Wednesday, October 20, 2004

Henshaw Tries To Defend Record. Nice Try.

Assistant Secretary of Labor for OSHA, John Henshaw is pissed off -- again. He's written a letter to Newsday, objecting to the piece they wrote last week, calling the article "misleading and a distortion of the accomplishments of the Occupational Safety and Health Administration."

The first point that Henshaw makes is that


The simple fact is that the workplace illness, injury and fatality rates are at their lowest levels ever, while the size of the American work force has been steadily increasing. That is the ultimate measure of our success; more workers go home safe, healthy and whole to their families at the end of every workday than did when this administration began its work.
Maybe yes, maybe no. It's well known that injury and illness numbers are underestimated. Even OSHA knows there's a problem, as shown by a recent $140,000 citation against General Motors Powertrain Corp for failure to record injuries:


OSHA's inspection identified 98 instances where the company did not record on the OSHA 300 Log work-related noise-induced hearing losses and other injuries and illnesses suffered by employees at the plant. Accurate recordkeeping is essential for protecting workers since it provides the opportunity for timely identification and correction of conditions that can harm workers. The Massena plant's failure to record work-related injuries led to the issuance of two willful citations, carrying $140,000 in fines.
One thing that can't be hidden very easily is workplace fatalities -- and they were up last year from 5,534 in 2002 to 5,559 in 2003. And let's not forget, as our imaginary John Kerry pointed out in last week's imaginary debate, "That means that more people died on the job in this country last year than were killed on 9/11, in Afghanistan and in Iraq put together. And that’s only the tip of the iceberg. 50,000 to 60,000 died from occupational diseases."

Henshaw then goes on to object to Newsday's report of OSHA's failure to adopt the September 2002 US Chemical Safety and Hazard Investigation Board recommendation that OSHA revise its Process Safety Standard Management (PSM) standard to include reactive chemicals.

The article included a very one-sided discussion about the agency's regulatory actions on the issue of reactive chemicals. Unwanted chemical reactions and resulting incidents pose a serious problem, and OSHA is fully committed to a comprehensive approach for addressing these hazards.
Some of you may find the phrase "comprehensive approach" familiar. It's the same term that OSHA used to describe it's voluntary approach to ergonomics after the standard was repealed in 2001. And as with ergonomics, OSHA is substituting the well-documented need for a mandatory requirements with training materials and an alliance with chemical industry associations. Nothing wrong with training materials and compliance assistance. But the evidence compiled by the CSB shows that what is needed is a change in the standard.

Henshaw justifies his failure to adopt CSB recommendations by arguing:


In stark contrast to the slanted and unfair reporting in your article, the fact remains that the average annual number of workplace fatalities in the chemical manufacturing industry is nearly 10 percent lower over the first three years of the Bush administration than the annual average during the Clinton administration.
That may be true, but we're counting apples and oranges.

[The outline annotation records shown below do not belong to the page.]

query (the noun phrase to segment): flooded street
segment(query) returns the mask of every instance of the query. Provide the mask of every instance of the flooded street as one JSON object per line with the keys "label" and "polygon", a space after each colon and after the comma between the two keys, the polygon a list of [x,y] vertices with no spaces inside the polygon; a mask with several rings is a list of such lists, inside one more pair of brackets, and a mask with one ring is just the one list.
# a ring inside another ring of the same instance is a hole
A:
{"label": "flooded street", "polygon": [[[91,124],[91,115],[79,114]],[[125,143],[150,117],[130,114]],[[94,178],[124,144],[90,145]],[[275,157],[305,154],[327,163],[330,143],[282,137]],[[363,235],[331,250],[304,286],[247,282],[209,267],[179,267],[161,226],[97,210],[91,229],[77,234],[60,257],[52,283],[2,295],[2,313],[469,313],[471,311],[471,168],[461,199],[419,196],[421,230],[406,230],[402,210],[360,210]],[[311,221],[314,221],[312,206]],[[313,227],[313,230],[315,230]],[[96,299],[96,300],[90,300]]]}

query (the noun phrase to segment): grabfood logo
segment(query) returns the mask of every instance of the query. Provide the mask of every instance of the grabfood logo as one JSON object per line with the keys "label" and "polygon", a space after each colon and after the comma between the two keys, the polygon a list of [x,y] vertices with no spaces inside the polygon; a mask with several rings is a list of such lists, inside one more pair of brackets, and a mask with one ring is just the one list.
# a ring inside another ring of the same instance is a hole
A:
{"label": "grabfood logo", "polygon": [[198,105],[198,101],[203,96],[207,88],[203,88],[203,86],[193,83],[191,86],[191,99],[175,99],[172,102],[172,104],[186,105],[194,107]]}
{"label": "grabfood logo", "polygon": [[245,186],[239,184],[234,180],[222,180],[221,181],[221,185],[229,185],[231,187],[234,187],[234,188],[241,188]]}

Injuries and fatalities in the chemical industry are not good indicators of the hazard that this industry poses. Injuries in chemical plants are generally high frequency, low severity events. Runaway reactions, on the other hand, are generally low frequency, high consequence incidents. Deadly reactive incidents may not happen very often, but when they do, they can be catastrophic for workers and the surrounding community, as we saw in Bhopal, India twenty years ago.

In addition, there is a strong trend in chemical companies to contract out the most dangerous work. If these contractors get hurt or killed, it doesn't show up on the chemical company's logs. In fact, the Georgia Pacific fatalities described by Newsday were contract employees that would not have showed up on GP's logs.

Then Henshaw starts to lose it:
Finally, this administration has been engaged in a strong and realistic regulatory agenda. We are actively working on many workplace health and safety issues, such as electrical safety, beryllium, hexavalent chromium, confined spaces in construction, cranes and derricks, fire protection in shipyards and many others.
As we've noted many times, this administration has withdrawn far more standards than it has issued. The only major standard that Bush's OSHA has made any progress on is hexavalent chromium -- and the agency was under court order. Four years after this administration arrived, they still haven't issued the almost completed standard that would have required employers to pay for workers' personal protective equipment.

"Strong and realistic?"

I don't know why I even waste my time on this garbage.